SemiAnalysis and SkyJuice have teamed up in order to analyze the A14 die shot from ICmasters. Our previous analysis of the A14, delved into why Apple and TSMC have deviated from previous generations when comparing theoretical logic transistor density to a real world utilized transistor density.
We theorized this was due to the lackluster SRAM scaling that is becoming a industry trend across all new leading-edge nodes. With the following analysis, we can confirm this is the case. Disclaimer: This type of analysis on a top metal die photo with 14+ metal layers is not going to be an exact science, but we can draw some interesting conclusions regardless.
Apple’s A14 is comprised of 2 Firestorm cores, 4 Icestorm small cores, and a 4 core GPU. This core configuration is similar to the A13, so all generational performance increases in CPU and GPU come directly from architectural changes and clock speeds. The A14’s Icestorm little cores have had a large rework with the L1i going from 96KB in the A13’s Thunder core to 128KB. The L1d has also grown from 48KB to 64KB. The NPU has doubled to a 16 cores versus the 8 in the A13. Using our annotation above, we can also estimate how large each IP block is.
As expected, most IP blocks shrink a fair amount, despite the architectural changes. The NPU is larger as a result of the doubled core count. The Icestorm core has not shrunk due to a larger architectural rework. As expected, the LPDDR4x PHY has not shrunk. The 16MB of system level cache is of particular interest given it is the same size as last year’s A13.
As it will be mostly comprised of SRAM cells, the architectural changes should not skew the area comparison much. Despite TSMC’s claims of a 1.35x shrink on SRAM from N7 to N5, Apple’s 16MB system cache has only shrunk 1.19x. The A14 cache is shaped differently with it being more narrow and longer vs the A13’s. Given this change in aspect ratio, there may be a rework of how this cache operates.

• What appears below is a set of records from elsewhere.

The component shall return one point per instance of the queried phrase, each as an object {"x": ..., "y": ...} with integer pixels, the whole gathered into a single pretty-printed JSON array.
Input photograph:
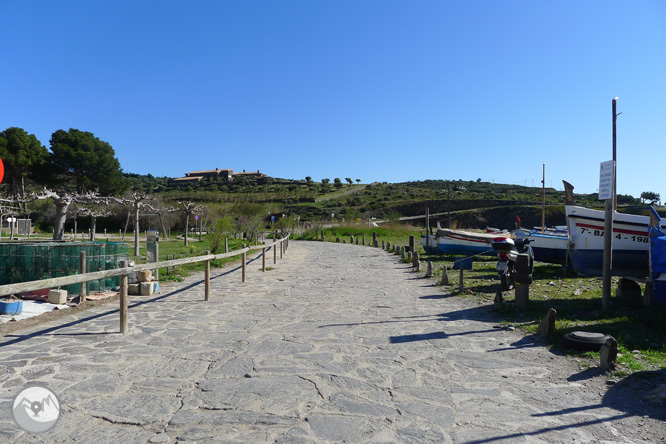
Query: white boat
[
  {"x": 464, "y": 242},
  {"x": 549, "y": 246},
  {"x": 586, "y": 242}
]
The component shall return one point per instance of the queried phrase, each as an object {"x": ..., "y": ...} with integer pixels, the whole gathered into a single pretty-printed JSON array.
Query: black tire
[
  {"x": 508, "y": 279},
  {"x": 584, "y": 341}
]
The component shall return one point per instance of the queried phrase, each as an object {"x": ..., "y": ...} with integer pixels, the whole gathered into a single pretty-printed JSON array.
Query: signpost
[{"x": 606, "y": 192}]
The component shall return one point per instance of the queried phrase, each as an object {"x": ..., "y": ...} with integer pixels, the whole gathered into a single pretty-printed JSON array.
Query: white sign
[{"x": 606, "y": 176}]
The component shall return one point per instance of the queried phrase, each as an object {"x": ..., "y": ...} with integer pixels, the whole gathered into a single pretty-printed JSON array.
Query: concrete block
[
  {"x": 547, "y": 326},
  {"x": 147, "y": 288},
  {"x": 608, "y": 354},
  {"x": 58, "y": 297},
  {"x": 145, "y": 276}
]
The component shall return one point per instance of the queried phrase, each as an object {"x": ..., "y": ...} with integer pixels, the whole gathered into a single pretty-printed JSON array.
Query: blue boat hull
[
  {"x": 550, "y": 255},
  {"x": 629, "y": 263}
]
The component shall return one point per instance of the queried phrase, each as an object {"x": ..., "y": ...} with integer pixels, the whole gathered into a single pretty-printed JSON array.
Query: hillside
[{"x": 472, "y": 204}]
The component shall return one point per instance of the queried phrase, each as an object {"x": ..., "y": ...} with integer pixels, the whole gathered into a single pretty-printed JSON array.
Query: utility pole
[{"x": 611, "y": 207}]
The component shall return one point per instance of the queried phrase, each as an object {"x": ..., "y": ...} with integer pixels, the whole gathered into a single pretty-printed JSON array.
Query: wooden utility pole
[{"x": 610, "y": 207}]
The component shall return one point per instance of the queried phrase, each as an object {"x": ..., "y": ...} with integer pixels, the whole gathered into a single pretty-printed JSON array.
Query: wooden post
[
  {"x": 82, "y": 270},
  {"x": 522, "y": 291},
  {"x": 207, "y": 279},
  {"x": 445, "y": 276},
  {"x": 461, "y": 282},
  {"x": 244, "y": 263},
  {"x": 123, "y": 299}
]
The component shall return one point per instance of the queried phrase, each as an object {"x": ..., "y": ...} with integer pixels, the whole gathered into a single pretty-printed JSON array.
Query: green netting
[{"x": 22, "y": 262}]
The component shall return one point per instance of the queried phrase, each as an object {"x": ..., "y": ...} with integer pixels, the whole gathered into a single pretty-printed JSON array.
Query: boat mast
[{"x": 543, "y": 204}]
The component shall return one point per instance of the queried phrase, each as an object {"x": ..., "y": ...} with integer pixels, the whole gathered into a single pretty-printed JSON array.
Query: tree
[
  {"x": 90, "y": 161},
  {"x": 189, "y": 208},
  {"x": 21, "y": 154},
  {"x": 650, "y": 196}
]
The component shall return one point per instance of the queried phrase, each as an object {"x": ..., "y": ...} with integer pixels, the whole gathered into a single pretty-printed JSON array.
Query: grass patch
[{"x": 640, "y": 331}]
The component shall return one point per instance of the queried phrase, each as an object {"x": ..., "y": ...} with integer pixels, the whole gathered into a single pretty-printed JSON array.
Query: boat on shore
[
  {"x": 464, "y": 242},
  {"x": 630, "y": 242},
  {"x": 549, "y": 245}
]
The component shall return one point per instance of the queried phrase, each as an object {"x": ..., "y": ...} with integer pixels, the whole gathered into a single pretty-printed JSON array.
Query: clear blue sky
[{"x": 376, "y": 90}]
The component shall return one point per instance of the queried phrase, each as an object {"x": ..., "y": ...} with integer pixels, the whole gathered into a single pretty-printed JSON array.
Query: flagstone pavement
[{"x": 335, "y": 343}]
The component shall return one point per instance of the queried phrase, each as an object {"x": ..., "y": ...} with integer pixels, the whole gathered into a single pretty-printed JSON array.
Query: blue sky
[{"x": 376, "y": 90}]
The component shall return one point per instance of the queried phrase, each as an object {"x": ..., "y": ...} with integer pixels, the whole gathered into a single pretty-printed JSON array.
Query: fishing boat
[
  {"x": 548, "y": 245},
  {"x": 429, "y": 243},
  {"x": 464, "y": 242},
  {"x": 586, "y": 242}
]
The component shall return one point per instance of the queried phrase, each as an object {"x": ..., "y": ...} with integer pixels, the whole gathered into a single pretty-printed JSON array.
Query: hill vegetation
[{"x": 79, "y": 162}]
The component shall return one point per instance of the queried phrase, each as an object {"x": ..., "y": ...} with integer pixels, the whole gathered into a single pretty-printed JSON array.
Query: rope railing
[{"x": 124, "y": 271}]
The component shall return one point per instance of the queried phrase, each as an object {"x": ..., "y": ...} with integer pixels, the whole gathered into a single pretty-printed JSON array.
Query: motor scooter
[{"x": 507, "y": 252}]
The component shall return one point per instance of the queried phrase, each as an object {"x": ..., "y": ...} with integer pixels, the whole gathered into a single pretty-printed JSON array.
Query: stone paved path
[{"x": 338, "y": 343}]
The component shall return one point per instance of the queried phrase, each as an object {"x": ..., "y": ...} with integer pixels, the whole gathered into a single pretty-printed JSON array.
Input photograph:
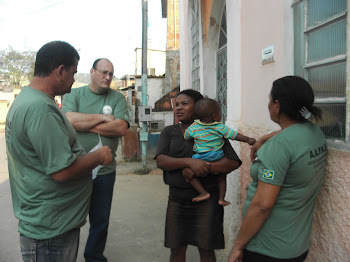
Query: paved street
[{"x": 137, "y": 219}]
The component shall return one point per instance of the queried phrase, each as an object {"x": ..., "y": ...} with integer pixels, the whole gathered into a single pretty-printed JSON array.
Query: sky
[{"x": 102, "y": 28}]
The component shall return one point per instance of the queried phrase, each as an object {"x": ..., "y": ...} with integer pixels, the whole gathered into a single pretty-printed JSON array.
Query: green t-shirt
[
  {"x": 40, "y": 141},
  {"x": 83, "y": 100},
  {"x": 295, "y": 159}
]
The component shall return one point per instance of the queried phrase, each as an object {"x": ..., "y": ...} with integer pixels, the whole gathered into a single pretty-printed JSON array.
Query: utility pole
[{"x": 144, "y": 132}]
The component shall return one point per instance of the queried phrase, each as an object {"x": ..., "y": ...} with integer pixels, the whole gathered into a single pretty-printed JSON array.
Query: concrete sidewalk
[{"x": 136, "y": 231}]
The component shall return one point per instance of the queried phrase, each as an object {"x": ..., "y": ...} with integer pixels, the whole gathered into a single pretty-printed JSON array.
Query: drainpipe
[{"x": 144, "y": 132}]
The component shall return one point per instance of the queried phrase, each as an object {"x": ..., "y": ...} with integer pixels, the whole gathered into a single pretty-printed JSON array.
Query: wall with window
[
  {"x": 309, "y": 39},
  {"x": 316, "y": 49}
]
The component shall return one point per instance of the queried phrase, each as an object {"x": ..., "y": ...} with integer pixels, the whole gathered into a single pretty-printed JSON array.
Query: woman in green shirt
[{"x": 287, "y": 174}]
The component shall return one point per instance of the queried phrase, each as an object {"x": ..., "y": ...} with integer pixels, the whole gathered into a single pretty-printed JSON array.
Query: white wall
[{"x": 154, "y": 90}]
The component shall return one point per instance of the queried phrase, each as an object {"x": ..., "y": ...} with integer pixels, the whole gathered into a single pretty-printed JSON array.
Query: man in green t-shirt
[
  {"x": 50, "y": 174},
  {"x": 99, "y": 115}
]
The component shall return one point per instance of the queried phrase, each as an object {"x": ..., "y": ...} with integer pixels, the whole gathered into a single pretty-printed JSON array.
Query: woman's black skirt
[{"x": 199, "y": 224}]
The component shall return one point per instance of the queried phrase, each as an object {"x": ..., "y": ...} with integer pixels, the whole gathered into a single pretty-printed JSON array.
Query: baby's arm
[
  {"x": 239, "y": 137},
  {"x": 187, "y": 134},
  {"x": 234, "y": 135}
]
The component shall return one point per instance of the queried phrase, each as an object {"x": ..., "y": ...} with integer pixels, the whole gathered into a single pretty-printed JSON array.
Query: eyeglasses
[{"x": 105, "y": 73}]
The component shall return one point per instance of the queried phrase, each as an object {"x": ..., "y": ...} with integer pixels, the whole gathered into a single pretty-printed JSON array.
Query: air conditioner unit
[
  {"x": 156, "y": 125},
  {"x": 145, "y": 113}
]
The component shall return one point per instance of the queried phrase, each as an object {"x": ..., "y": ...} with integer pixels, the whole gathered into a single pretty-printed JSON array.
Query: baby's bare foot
[
  {"x": 201, "y": 197},
  {"x": 224, "y": 203}
]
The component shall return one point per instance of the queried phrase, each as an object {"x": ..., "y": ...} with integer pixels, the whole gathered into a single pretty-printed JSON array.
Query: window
[
  {"x": 195, "y": 46},
  {"x": 221, "y": 67},
  {"x": 320, "y": 57}
]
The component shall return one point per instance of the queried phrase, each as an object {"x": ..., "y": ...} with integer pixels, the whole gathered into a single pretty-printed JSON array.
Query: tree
[{"x": 18, "y": 66}]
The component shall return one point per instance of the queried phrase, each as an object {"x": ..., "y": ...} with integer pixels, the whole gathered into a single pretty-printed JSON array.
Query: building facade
[{"x": 233, "y": 50}]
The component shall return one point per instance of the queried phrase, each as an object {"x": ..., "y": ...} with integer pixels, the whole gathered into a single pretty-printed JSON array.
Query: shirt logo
[
  {"x": 107, "y": 110},
  {"x": 268, "y": 174}
]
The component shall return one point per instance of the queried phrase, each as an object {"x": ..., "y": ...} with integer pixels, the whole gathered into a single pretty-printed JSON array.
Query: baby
[{"x": 208, "y": 134}]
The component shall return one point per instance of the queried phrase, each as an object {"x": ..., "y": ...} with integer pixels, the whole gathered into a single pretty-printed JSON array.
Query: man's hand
[
  {"x": 188, "y": 174},
  {"x": 236, "y": 255},
  {"x": 199, "y": 167},
  {"x": 108, "y": 118},
  {"x": 251, "y": 141},
  {"x": 105, "y": 155}
]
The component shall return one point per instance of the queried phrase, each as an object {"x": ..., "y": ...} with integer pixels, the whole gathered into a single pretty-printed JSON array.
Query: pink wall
[{"x": 265, "y": 23}]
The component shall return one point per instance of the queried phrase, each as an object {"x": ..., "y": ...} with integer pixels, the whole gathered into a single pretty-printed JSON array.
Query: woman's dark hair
[
  {"x": 293, "y": 93},
  {"x": 195, "y": 95},
  {"x": 52, "y": 55}
]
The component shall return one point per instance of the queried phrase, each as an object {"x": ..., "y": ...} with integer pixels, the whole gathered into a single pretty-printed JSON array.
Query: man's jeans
[
  {"x": 100, "y": 208},
  {"x": 57, "y": 249}
]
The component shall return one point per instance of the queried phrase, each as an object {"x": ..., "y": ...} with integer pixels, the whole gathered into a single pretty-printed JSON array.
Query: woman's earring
[{"x": 305, "y": 113}]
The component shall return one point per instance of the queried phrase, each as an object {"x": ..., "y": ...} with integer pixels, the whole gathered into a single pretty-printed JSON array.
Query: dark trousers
[
  {"x": 100, "y": 208},
  {"x": 249, "y": 256}
]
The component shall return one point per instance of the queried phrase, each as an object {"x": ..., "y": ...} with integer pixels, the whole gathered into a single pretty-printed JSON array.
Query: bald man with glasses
[{"x": 99, "y": 115}]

The main conclusion to draw from this lackluster decrease in area for the 16MB LLC is a far reaching one for the industry. Apple is not the only company who has relied on ballooning sizes of on die memory to deliver large performance and power benefits.
AMD, Intel, Nvidia, and various AI startups like Graphcore have also used the increased last level cache sizes as a crutch to assist with architectural gains on CPUs, GPUs, and AI ASICs. The easy days of ballooning on die memory to combat DRAM’s poor latency are behind us with TSMC’s N5 only bringing a 1.35x theoretical SRAM shrink and the future N3 bringing a paltry 1.2x. As discussed in the previous article, 3D integration will give us a bit more oomph, but architects will need to get much smarter and scrappier about how to improve performance and power. Two potential avenues to purse are moving to a more complex/efficient cache designs or bringing alternative memories to market such as NRAM, FeRAM, or MRAM. Moore’s Law is slowly suffocating with transistor costs rising and SRAM scaling dying. Red Alert!
Clients and employees of SemiAnalysis may hold positions in companies referenced in this article.